McClendon has been CEO since the company's inception in 1989 and drove Chesapeake to become one of the largest E&P firms in North America. His career has been tarnished though with allegations of inappropriate behavior including running an energy-focused hedge fund from Chesapeake's offices and personally borrowing $1.3 billion from the company's business partners.
“Over the past 24 years, [McClendon] has created one of the most valuable and innovative companies in the energy industry,” said Chesapeake Chairman Archie W. Dunham. “Under Aubrey’s strong leadership,” Dunham said, “Chesapeake has built an unmatched portfolio of natural gas and oil assets in creating one of the world’s leading energy companies.”
Dunham continued, “However, as the company moves towards more fully developing the value of its outstanding assets, Chesapeake is at an important transition in its history and Aubrey and the board of directors have agreed that the time has come for the company to select a new leader. The board will be working collaboratively with Aubrey to make a smooth transition to Chesapeake’s next chief executive officer.”
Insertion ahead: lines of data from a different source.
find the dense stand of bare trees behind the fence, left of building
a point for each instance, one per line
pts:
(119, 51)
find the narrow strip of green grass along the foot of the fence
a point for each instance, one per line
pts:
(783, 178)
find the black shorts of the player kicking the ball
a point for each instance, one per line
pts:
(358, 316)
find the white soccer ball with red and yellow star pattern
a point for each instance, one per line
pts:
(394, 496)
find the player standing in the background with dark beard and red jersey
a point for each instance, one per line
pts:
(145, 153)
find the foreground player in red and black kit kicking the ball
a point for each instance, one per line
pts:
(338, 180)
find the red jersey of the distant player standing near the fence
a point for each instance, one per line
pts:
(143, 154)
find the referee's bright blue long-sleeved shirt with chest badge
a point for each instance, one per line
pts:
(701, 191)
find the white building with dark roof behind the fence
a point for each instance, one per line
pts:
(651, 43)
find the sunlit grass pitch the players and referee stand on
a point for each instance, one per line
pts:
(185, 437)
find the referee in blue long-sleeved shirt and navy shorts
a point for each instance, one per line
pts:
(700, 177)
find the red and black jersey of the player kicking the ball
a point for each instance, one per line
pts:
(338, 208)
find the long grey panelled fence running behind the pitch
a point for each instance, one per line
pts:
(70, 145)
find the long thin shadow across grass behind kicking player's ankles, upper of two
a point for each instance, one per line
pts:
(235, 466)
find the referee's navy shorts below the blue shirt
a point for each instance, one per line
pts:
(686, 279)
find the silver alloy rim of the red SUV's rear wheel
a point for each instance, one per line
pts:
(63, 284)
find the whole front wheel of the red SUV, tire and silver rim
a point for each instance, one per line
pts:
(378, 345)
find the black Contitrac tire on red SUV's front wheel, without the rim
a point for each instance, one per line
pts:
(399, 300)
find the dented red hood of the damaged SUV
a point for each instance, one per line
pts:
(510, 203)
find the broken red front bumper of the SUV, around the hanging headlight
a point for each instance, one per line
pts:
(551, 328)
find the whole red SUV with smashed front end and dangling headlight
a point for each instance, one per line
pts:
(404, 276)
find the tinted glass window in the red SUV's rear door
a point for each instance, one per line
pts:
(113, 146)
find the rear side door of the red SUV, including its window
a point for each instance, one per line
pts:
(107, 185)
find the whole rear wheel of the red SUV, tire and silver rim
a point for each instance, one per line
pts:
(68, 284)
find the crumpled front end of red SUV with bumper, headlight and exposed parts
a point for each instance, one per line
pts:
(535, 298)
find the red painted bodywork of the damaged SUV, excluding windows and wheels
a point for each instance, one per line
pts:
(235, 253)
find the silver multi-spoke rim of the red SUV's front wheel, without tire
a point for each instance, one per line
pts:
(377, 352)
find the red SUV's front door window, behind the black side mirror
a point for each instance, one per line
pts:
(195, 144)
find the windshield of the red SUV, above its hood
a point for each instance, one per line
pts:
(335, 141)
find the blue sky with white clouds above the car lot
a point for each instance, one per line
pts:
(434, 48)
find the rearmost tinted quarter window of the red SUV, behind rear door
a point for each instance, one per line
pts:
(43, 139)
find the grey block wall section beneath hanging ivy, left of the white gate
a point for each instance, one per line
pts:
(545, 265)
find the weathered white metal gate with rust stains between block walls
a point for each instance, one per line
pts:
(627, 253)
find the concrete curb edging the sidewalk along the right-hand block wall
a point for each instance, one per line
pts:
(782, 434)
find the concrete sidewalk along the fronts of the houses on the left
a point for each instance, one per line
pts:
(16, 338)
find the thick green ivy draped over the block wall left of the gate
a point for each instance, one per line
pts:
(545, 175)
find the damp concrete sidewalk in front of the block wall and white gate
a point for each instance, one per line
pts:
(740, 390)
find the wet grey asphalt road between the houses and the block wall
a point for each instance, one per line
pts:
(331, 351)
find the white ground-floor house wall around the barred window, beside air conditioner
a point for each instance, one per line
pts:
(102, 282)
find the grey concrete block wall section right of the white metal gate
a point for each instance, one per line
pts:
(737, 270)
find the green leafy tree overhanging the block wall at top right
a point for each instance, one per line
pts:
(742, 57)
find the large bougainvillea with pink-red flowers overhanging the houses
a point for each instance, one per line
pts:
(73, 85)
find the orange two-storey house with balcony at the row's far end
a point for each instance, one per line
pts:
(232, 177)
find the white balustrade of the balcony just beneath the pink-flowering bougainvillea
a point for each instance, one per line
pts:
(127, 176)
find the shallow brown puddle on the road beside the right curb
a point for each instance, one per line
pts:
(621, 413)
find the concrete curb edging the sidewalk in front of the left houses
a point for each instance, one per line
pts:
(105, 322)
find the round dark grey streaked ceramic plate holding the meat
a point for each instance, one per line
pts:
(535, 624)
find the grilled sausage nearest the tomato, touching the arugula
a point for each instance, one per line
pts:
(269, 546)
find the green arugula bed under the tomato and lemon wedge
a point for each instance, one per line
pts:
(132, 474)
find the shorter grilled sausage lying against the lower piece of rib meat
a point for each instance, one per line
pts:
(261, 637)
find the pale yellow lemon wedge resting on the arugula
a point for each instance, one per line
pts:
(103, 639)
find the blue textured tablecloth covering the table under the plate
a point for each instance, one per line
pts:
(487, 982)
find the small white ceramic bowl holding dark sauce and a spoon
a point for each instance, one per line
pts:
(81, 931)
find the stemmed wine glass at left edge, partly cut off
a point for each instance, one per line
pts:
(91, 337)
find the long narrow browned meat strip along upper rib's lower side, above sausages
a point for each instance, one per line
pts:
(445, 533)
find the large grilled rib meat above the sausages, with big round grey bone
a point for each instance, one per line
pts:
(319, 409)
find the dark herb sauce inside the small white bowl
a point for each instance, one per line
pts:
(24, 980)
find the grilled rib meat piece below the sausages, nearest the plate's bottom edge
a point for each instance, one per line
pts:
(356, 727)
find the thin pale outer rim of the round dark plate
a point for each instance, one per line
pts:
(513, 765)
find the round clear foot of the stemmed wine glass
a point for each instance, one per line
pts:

During this interim period, McClendon will work closely with Steven C. Dixon, chief operating officer, and Domenic J. Dell’Osso, Jr., chief financial officer, to transition certain day-to-day management responsibilities in advance of the completion of the search process for the new chief executive officer. The company and the board are committed to its current drilling program with respect to its existing $6 billion drilling and completion budget for 2013, its ongoing asset sales program and intention to reduce the company’s long-term debt.
Last year, Chesapeake announced multiple agreements to sell most of its Permian properties, substantially all of its midstream assets, and certain noncore leasehold for total net proceeds of $6.9 billion (OGJ Online, Sept. 17, 2012).
McClendon will resign from the board at the time his successor is appointed and will receive his full compensation and other benefits to which he is entitled in accordance with the terms of his employment agreement. McClendon will continue to be an important partner with the company given his stock ownership as well as his interests in certain of the company’s wells in connection with the Founder Well Participation Program, which will terminate on June 30, 2014.